Speaking to the BBC's Today Programme, the 68-year-old former Minister claimed that a swing to the left would “lead to oblivion” for the Labour Party, as Jeremy Corbyn continues to pull ahead in the leadership contest.

When confronted with the idea that New Labour was a “virus” within the party, Straw, who served as an MP for 36 years, did not accept the argument that it's time for Labour to distance itself from its recent past.

"Well, it's a very strange virus, New Labour,” Straw retorted," because this so-called virus ensured that we had three successive victories for the Labour Party from which the trade unions and their numbers particularly benefited as well as the rest of the country.

Straw and Blair in the Downing Street days
Straw and Blair in the Downing Street days (Getty)

As far as Mr Straw sees it, Labour members have the opportunity to decide whether they “retreat into a comfort zone of far-left policies which will lead to oblivion” for the Labour Party, or they can “accept the world as it is with a market economy but seek through Labour's values to moderate how that market economy works for the benefit of everyone.”

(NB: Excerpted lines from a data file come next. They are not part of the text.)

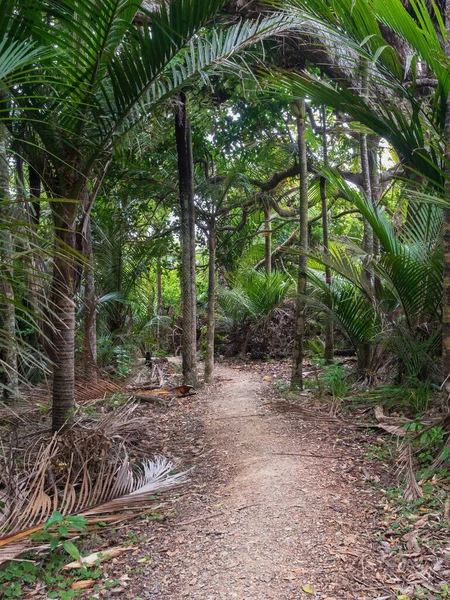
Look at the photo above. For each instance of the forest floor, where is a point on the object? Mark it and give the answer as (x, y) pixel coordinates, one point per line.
(276, 508)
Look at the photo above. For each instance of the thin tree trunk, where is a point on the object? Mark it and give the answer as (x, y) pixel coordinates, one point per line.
(329, 334)
(365, 171)
(8, 352)
(90, 305)
(63, 305)
(210, 325)
(297, 360)
(159, 302)
(446, 244)
(35, 194)
(267, 240)
(187, 217)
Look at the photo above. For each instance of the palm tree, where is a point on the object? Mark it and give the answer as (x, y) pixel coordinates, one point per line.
(16, 59)
(392, 105)
(116, 63)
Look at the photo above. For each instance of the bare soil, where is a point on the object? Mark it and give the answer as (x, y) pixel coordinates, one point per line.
(276, 508)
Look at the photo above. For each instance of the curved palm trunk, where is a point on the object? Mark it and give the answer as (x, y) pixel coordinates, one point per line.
(159, 302)
(63, 305)
(267, 240)
(90, 305)
(210, 326)
(329, 334)
(446, 243)
(297, 359)
(8, 355)
(187, 215)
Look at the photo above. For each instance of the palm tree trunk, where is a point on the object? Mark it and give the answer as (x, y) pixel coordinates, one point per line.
(365, 172)
(8, 354)
(210, 326)
(63, 305)
(90, 305)
(446, 244)
(329, 334)
(267, 240)
(187, 217)
(297, 360)
(159, 302)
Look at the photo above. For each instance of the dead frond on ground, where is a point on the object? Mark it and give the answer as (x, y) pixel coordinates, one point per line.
(85, 471)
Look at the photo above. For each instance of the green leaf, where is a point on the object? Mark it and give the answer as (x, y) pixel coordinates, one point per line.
(71, 549)
(55, 519)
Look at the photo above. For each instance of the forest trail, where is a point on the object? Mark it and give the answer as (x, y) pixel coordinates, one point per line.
(274, 525)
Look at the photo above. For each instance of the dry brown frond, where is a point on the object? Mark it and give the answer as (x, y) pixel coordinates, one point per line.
(322, 417)
(405, 462)
(85, 471)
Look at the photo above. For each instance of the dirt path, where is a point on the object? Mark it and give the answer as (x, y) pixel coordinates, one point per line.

“That's what New Labour was about and it worked brilliantly."

But as Corbyn’s campaign continues to gather momentum, it seems that Blair and his squad of New Labour old timers seem to be failing to garner support. Trade union after trade union are flocking to back the left-wign candidate, with opinion polls and Constituency Labour Party (CLP) nominations putting Corbyn ahead in the race.

Peter Madelson has already argued that Labour must halt its leftward direction imminently, whilst Tony Blair has also returned to the Labour stage.

Earlier this month the former prime minister said that even if he thought a left-wing programme was the route to victory, he would not adopt one.

Speaking at the Progress think-tank Mr Blair said anyone who supported Jeremy Corbyn “in their heart” needed to think about getting “a heart transplant”.